Further, the notice is seeking $300,000 in damages for unlawfully revoking the five-year contract offer the board had voted to offer Durden.
“This revocation apparently occurred because of outside and undue influence from a third-party competitor, as well as a result of the aforementioned false and slan- derous statements,” according to the notice.
Finally, the notice seeks $1 million in damages for slander and libel and “interference with contractual relations.”
“Mr Durden had dedicated his entire business toward satisfying the county’s landscaping needs – at times, making great sacrifices to do, and even performing service for free or at discounted rates to assist the county in its budgetary crisis,” the notice states. “He focused upon that service exclusively, and now that he has been ‘stabbed in the back’ by certain individuals, he has no business; he has no livelihood.
“He is in the process now of losing his home and everything he owns.
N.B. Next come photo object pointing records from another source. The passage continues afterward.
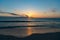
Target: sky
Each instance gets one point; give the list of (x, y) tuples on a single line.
[(42, 7)]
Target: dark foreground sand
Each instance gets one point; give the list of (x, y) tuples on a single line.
[(22, 32)]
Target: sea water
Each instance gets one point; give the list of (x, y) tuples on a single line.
[(22, 27)]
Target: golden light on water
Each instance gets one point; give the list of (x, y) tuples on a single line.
[(29, 30)]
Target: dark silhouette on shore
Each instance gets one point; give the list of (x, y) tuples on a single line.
[(46, 36)]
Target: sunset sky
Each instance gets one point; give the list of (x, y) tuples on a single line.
[(32, 8)]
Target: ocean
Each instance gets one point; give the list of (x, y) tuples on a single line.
[(22, 26), (32, 22)]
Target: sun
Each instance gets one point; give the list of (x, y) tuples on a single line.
[(29, 13)]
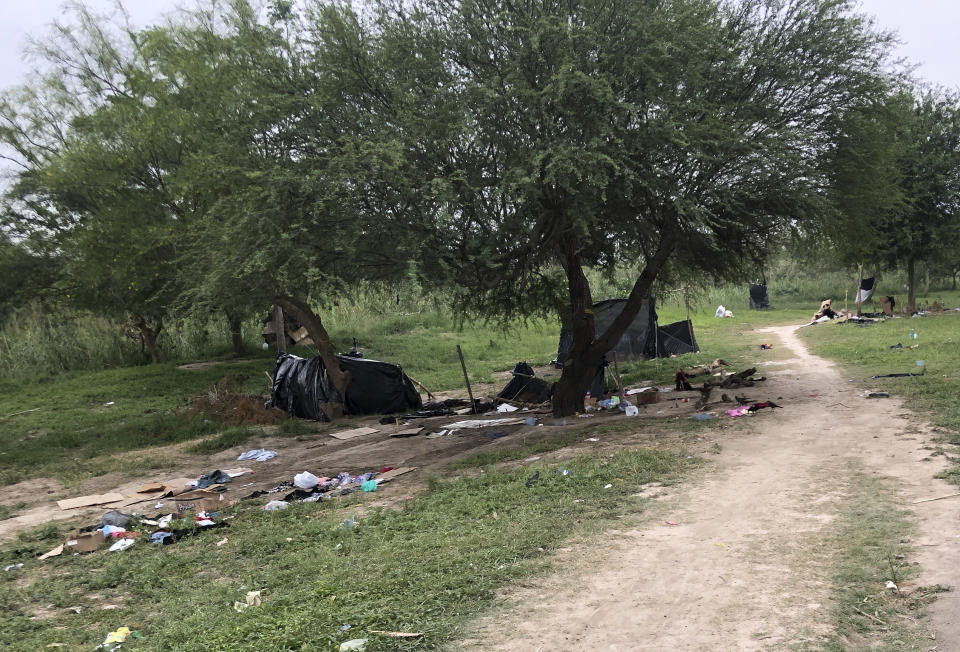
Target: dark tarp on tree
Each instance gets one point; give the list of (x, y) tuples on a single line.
[(867, 287), (301, 388), (525, 387), (641, 339), (676, 339), (759, 299)]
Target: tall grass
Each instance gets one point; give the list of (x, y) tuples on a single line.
[(35, 341)]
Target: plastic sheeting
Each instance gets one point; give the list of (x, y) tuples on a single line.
[(525, 387), (676, 339), (301, 387), (638, 342)]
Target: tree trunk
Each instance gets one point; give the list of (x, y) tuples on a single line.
[(148, 336), (911, 284), (339, 378), (588, 348), (236, 334)]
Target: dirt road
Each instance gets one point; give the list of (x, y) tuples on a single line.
[(745, 567)]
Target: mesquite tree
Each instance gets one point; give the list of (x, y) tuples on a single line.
[(683, 133)]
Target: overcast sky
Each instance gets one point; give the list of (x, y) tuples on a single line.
[(928, 29)]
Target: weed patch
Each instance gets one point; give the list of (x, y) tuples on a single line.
[(425, 568)]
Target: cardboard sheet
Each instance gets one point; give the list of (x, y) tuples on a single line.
[(86, 501), (356, 432), (85, 542)]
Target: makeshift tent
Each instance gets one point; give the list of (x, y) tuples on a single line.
[(759, 299), (526, 387), (867, 287), (641, 339), (676, 339), (301, 387)]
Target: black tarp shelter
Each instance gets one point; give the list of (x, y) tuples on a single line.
[(759, 299), (301, 387), (642, 340)]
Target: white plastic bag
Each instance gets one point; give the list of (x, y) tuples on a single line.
[(305, 480)]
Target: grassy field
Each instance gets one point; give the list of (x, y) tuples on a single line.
[(423, 569), (428, 568), (864, 352)]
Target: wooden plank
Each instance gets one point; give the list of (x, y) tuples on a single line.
[(86, 501), (356, 432), (407, 432)]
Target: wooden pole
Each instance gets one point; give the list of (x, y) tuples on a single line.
[(279, 329), (463, 365), (859, 283)]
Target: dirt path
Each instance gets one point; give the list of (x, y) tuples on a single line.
[(745, 568)]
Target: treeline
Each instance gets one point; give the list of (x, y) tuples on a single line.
[(244, 155)]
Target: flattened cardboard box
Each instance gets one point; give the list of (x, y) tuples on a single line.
[(85, 541), (198, 501)]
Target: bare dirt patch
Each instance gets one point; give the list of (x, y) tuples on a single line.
[(736, 561)]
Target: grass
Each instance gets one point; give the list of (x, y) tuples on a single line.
[(871, 539), (427, 568)]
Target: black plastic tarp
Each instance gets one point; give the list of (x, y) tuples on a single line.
[(867, 286), (638, 342), (676, 339), (301, 388), (526, 387), (759, 299)]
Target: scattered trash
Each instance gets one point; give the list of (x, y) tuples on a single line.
[(122, 544), (56, 552), (355, 432), (257, 455), (116, 518), (305, 480), (86, 501), (212, 478)]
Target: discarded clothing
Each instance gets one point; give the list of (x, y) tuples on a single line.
[(212, 478), (257, 455)]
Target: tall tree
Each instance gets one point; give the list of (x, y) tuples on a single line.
[(659, 132), (895, 182)]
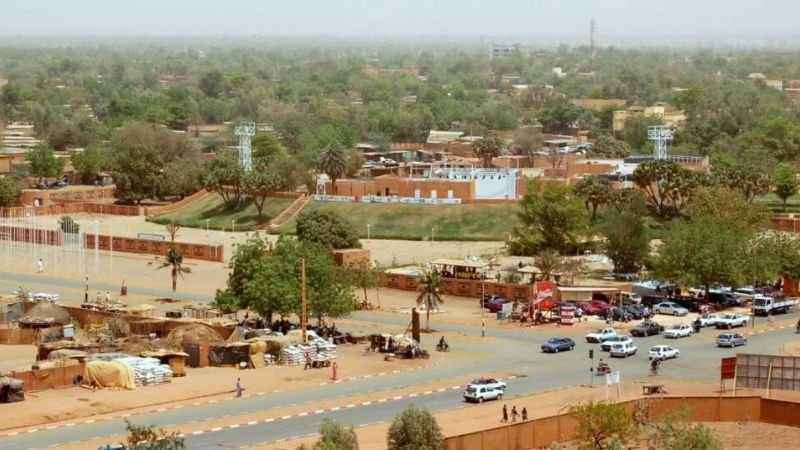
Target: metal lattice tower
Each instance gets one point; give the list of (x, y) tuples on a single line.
[(660, 135), (245, 131)]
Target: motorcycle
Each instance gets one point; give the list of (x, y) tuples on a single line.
[(603, 370)]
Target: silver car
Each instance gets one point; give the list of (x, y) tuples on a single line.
[(731, 340)]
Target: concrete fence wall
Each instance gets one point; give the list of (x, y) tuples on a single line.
[(543, 432), (153, 247)]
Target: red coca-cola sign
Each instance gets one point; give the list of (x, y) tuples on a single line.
[(543, 294)]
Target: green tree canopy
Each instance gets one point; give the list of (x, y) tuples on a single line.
[(702, 251), (601, 423), (225, 176), (667, 186), (785, 180), (91, 161), (627, 241), (595, 190), (550, 217), (488, 148), (9, 191), (414, 429), (333, 162), (328, 229), (267, 280), (44, 162)]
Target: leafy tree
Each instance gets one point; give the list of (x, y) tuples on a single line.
[(549, 218), (68, 225), (750, 179), (414, 429), (225, 176), (528, 140), (334, 436), (9, 192), (600, 423), (727, 206), (702, 251), (785, 180), (487, 148), (173, 260), (245, 263), (90, 162), (627, 240), (147, 437), (550, 263), (268, 177), (182, 177), (333, 162), (44, 162), (608, 147), (212, 83), (666, 184), (268, 280), (327, 228), (430, 294), (596, 191)]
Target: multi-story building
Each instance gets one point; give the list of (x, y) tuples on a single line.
[(669, 115)]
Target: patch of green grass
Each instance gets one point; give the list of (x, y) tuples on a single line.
[(414, 222), (213, 209)]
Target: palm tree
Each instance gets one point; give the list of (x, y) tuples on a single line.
[(174, 259), (333, 162), (487, 148), (429, 295)]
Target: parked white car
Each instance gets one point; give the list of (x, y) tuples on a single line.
[(601, 335), (731, 320), (663, 352), (678, 330), (623, 349), (709, 320), (479, 393), (670, 308), (606, 345)]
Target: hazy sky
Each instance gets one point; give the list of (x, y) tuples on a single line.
[(398, 17)]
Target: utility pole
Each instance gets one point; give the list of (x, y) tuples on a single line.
[(303, 302)]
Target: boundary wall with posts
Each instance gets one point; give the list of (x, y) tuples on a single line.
[(543, 432)]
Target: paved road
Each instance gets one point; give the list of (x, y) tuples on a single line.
[(515, 351)]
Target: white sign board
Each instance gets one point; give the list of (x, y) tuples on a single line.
[(151, 236)]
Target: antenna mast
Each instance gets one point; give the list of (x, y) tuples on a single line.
[(660, 135), (592, 38), (245, 131)]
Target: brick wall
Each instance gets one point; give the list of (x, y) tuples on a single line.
[(152, 247)]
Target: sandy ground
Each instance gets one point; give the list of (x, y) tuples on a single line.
[(208, 383), (472, 417)]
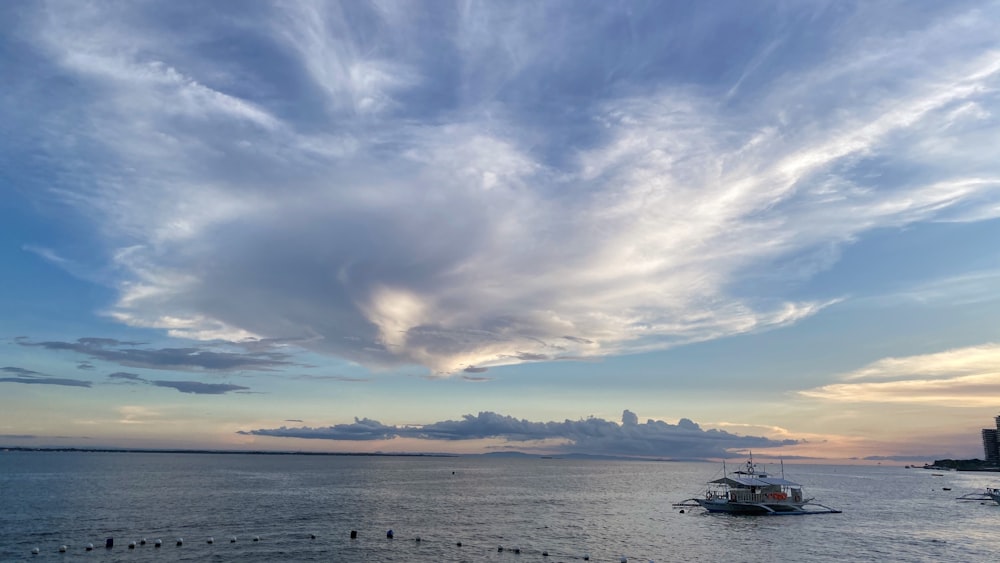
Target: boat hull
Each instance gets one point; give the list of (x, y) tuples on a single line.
[(758, 509)]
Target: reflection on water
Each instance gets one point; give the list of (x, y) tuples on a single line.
[(565, 508)]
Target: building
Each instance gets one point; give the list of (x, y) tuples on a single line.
[(991, 444)]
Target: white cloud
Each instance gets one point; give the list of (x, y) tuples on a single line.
[(435, 209), (962, 377)]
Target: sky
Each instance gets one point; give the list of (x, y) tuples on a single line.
[(678, 230)]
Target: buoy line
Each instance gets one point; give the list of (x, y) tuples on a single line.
[(352, 538)]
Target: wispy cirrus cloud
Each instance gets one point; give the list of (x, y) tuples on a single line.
[(478, 197), (30, 377), (133, 354), (962, 377)]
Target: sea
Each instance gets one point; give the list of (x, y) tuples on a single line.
[(251, 507)]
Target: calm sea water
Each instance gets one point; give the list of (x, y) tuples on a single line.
[(566, 508)]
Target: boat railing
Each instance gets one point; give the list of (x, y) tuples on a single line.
[(771, 497)]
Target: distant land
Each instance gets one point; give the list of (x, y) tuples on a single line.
[(962, 465)]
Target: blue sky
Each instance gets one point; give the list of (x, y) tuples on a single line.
[(667, 229)]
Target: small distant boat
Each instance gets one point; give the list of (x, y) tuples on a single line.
[(751, 491)]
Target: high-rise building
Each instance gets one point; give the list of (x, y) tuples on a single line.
[(991, 448), (991, 444)]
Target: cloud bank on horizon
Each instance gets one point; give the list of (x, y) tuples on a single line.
[(461, 186), (594, 436)]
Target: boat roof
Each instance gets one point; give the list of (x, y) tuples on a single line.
[(755, 481)]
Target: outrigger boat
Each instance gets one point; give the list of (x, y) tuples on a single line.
[(751, 491), (990, 494)]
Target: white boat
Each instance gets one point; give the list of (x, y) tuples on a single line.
[(751, 491)]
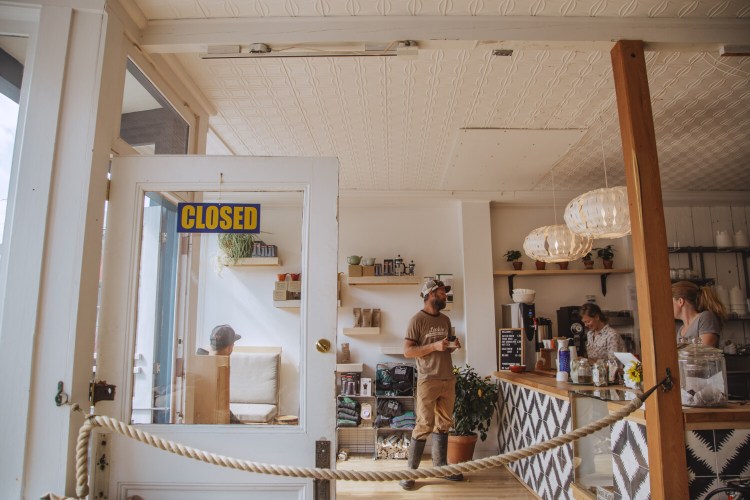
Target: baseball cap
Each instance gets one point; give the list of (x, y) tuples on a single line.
[(222, 336), (431, 286)]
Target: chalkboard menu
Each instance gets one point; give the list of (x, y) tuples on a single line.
[(510, 347)]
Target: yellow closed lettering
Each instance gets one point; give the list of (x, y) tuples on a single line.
[(225, 212), (188, 216), (251, 218), (212, 216)]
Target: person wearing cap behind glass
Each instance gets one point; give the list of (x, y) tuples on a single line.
[(427, 341), (222, 341)]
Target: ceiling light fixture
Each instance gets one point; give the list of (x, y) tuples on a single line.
[(601, 213), (407, 48), (556, 243)]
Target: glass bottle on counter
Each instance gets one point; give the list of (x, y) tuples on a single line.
[(703, 375), (599, 373), (613, 370)]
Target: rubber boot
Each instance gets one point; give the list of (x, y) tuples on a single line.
[(416, 448), (440, 454)]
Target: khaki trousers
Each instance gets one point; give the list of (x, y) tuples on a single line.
[(435, 399)]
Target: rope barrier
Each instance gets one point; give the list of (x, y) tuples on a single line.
[(132, 432)]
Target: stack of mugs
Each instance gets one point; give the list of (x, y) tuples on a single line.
[(737, 301)]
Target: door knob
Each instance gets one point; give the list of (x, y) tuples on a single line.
[(323, 345)]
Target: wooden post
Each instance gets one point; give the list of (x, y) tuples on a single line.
[(664, 422)]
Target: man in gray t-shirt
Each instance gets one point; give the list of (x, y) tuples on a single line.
[(430, 342)]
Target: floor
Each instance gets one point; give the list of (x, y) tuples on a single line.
[(488, 484)]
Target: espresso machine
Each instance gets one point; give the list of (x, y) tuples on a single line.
[(520, 315), (570, 325)]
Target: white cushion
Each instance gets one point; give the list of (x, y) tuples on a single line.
[(253, 412), (254, 378)]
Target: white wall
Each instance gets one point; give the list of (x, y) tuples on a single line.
[(427, 233), (510, 225), (243, 298)]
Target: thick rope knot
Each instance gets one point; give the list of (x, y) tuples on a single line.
[(329, 474)]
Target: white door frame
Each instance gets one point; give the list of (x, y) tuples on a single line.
[(133, 466)]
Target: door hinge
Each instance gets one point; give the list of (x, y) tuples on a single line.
[(101, 391), (322, 487)]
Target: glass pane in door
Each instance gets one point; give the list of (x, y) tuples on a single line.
[(218, 332)]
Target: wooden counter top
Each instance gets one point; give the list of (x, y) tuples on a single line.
[(542, 382)]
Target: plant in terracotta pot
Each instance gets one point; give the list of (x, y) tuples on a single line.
[(607, 254), (588, 261), (512, 256), (476, 404)]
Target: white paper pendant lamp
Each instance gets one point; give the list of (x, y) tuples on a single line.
[(601, 213), (556, 244)]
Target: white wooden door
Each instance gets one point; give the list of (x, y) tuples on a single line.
[(136, 469)]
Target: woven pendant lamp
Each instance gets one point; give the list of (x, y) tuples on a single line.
[(601, 213), (556, 243)]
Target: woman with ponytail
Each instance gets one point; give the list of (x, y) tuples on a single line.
[(700, 310)]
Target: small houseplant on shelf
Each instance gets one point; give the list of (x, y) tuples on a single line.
[(476, 404), (607, 254), (512, 256), (235, 246), (588, 261)]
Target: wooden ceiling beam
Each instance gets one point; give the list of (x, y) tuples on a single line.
[(195, 35), (664, 421)]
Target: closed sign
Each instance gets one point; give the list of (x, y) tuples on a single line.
[(218, 218)]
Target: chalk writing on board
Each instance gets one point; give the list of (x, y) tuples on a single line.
[(510, 347)]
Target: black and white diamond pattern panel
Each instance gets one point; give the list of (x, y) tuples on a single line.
[(529, 417), (630, 460), (715, 456)]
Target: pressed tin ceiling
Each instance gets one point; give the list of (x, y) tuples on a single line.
[(393, 121)]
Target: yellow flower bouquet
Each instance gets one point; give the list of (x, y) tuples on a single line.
[(634, 374)]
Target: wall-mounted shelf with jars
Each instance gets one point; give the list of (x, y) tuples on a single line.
[(362, 330), (383, 280), (602, 273), (744, 251)]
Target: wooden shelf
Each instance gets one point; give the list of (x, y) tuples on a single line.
[(602, 273), (287, 304), (250, 262), (362, 330), (383, 280), (393, 350)]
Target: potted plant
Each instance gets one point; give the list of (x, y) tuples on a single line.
[(513, 256), (476, 404), (235, 246), (588, 261), (606, 254)]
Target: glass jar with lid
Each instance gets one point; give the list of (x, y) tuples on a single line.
[(582, 370), (703, 375)]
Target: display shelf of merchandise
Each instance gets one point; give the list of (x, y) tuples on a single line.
[(287, 304), (250, 261), (383, 280), (602, 273), (362, 330), (349, 367)]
For the reasons stated above, the county has chosen to destroy that livelihood based upon misinformation promulgated by certain individuals and a misapplication of the county’s own ordinance and regulations.”
The defendants currently named include Newton County; the individual county commissioners; the chairman, Middleton; G & G Landscape Management Group and its owner, Gary Campbell. Campbell’s company is currently the county’s landscape contractor after winning the low bid in May 2013.
Numerous controversies have surrounded the county’s lawn-care service during the past decade-plus.
Former county commissioner Mort Ewing said previously the county had received poor service prior to Durden winning the county’s bid in the early 2000s.
Meanwhile, Durden and Campbell’s disagreements stem from years ago. When Durden was awarded the lawn-care contract in early 2007, Campbell, who had submitted the lowest bid, filed a formal complaint with the Board of Commissioners. However, the county used a weighted points system at the time, of which price was only one component, and the complaint was ultimately rejected, according to previous news stories, which also show a war of words between the two company owners.
There had also been disagreements in the past few years over whether the board should renew Durden’s contract or bid it out, which resulted in split votes to renew Durden’s contract. Commissioners who voted to renew Durden’s contract said he had done a good job, while other commissioners felt the contract should be bid out since it hadn’t been bid out since late 2006.